Ce qu’il faut retenir : Le fait pour une personne de recueillir des informations auprès d’un franchiseur sur son modèle, puis de créer sa propre activité concurrente ne constitue pas un acte de parasitisme condamnable.

Pour approfondir : La société Réparéco, créée en 2007, qui a pour objet notamment la réparation de véhicules automobiles, a mis au point un nouveau concept dit de « self-garage » permettant au client d’effectuer lui-même, sous le contrôle d’un technicien, des petites réparations de véhicules. Elle exerce son activité à Vert St Denis et à Melun (Seine-et-Marne).
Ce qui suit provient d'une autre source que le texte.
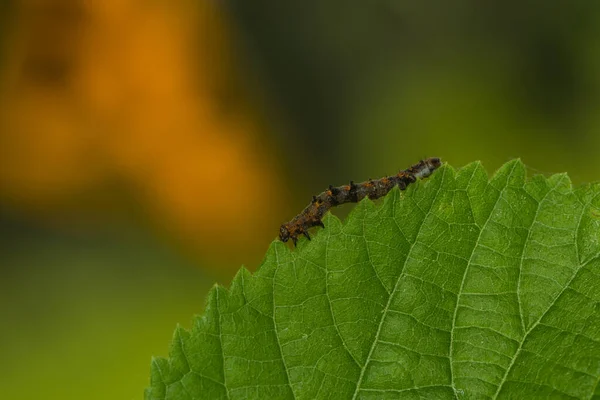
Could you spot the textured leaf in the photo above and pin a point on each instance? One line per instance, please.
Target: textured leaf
(459, 287)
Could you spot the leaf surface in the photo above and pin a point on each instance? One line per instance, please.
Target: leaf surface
(459, 287)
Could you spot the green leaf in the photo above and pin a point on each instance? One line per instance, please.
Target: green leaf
(459, 287)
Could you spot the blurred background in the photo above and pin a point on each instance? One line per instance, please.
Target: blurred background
(149, 148)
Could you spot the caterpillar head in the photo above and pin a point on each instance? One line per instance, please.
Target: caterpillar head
(284, 233)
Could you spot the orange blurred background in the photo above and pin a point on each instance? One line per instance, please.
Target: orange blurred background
(135, 170)
(109, 106)
(149, 148)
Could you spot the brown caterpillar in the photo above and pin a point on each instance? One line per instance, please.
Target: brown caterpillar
(354, 192)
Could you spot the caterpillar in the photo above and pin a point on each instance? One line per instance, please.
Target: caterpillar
(313, 214)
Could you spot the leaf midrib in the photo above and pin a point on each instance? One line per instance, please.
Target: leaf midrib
(391, 296)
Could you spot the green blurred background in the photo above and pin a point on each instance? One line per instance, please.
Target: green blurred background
(149, 148)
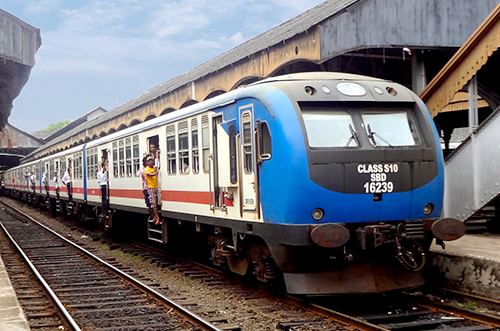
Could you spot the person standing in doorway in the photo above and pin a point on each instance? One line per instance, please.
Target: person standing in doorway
(151, 173)
(56, 184)
(144, 183)
(102, 178)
Elle a déposé la marque française semi-figurative « Réparéco » auprès de l’INPI le 14 mai 2012 ; celle-ci a été enregistrée le 7 septembre 2012 et avait pour perspective le développement de son activité dans le cadre d’une franchise.
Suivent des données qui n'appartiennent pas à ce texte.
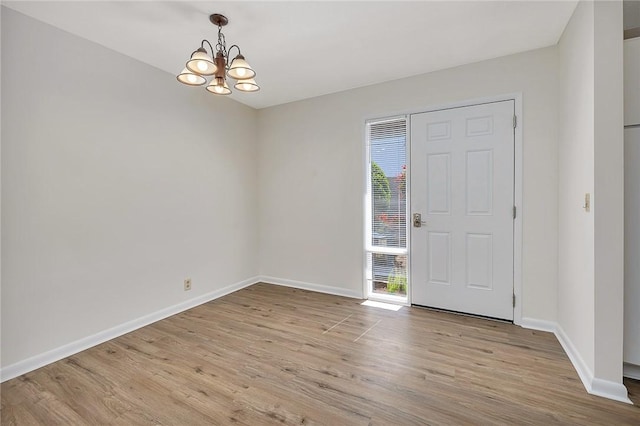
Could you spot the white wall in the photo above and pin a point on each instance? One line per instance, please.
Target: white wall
(609, 191)
(576, 177)
(312, 172)
(590, 285)
(117, 183)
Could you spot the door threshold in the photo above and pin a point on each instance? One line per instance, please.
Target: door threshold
(466, 314)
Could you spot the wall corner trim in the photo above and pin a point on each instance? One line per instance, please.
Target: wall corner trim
(536, 324)
(631, 371)
(593, 385)
(40, 360)
(337, 291)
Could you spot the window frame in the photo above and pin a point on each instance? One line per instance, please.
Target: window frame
(369, 247)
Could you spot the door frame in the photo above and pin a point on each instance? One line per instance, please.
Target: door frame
(517, 196)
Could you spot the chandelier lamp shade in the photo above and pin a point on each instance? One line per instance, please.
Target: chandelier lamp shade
(203, 64)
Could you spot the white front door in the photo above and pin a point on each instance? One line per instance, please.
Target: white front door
(462, 180)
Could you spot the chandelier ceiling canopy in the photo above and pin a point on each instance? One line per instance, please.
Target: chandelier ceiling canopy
(203, 64)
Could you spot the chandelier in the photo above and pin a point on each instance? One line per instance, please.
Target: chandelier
(201, 65)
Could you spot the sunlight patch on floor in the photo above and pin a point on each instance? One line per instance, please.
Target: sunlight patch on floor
(382, 305)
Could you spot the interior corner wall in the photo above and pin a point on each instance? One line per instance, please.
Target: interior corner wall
(591, 244)
(576, 276)
(312, 172)
(608, 204)
(117, 183)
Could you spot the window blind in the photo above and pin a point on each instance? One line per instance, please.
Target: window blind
(386, 142)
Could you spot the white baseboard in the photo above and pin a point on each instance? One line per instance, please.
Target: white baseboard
(631, 371)
(593, 385)
(536, 324)
(338, 291)
(40, 360)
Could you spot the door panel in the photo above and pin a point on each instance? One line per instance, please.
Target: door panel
(462, 170)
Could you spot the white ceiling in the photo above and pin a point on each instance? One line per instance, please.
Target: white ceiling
(305, 49)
La société E. Auto, immatriculée le 18 octobre 2012, exerce à la Chapelle Gonthier en Seine-et-Marne une activité de réparation et l’entretien de véhicules automobiles sous l’enseigne REPARAUTO. La société Réparéco soutient que les dirigeants de la société E. Auto avaient pris son attache pour obtenir des renseignements sur le contrat de franchise qu’elle proposait, sans y avoir donné suite.

Considérant que l’exercice par la société E. Auto d’une activité identique dans le même département, et l’homophonie de son enseigne avec la marque dont elle est titulaire, constituait une contrefaçon, la société Réparéco a mis en demeure puis assigné la société E. Auto devant le Tribunal de grande instance de Paris en contrefaçon de marque et à titre subsidiaire pour acte de parasitisme dans le cadre d’une concurrence déloyale.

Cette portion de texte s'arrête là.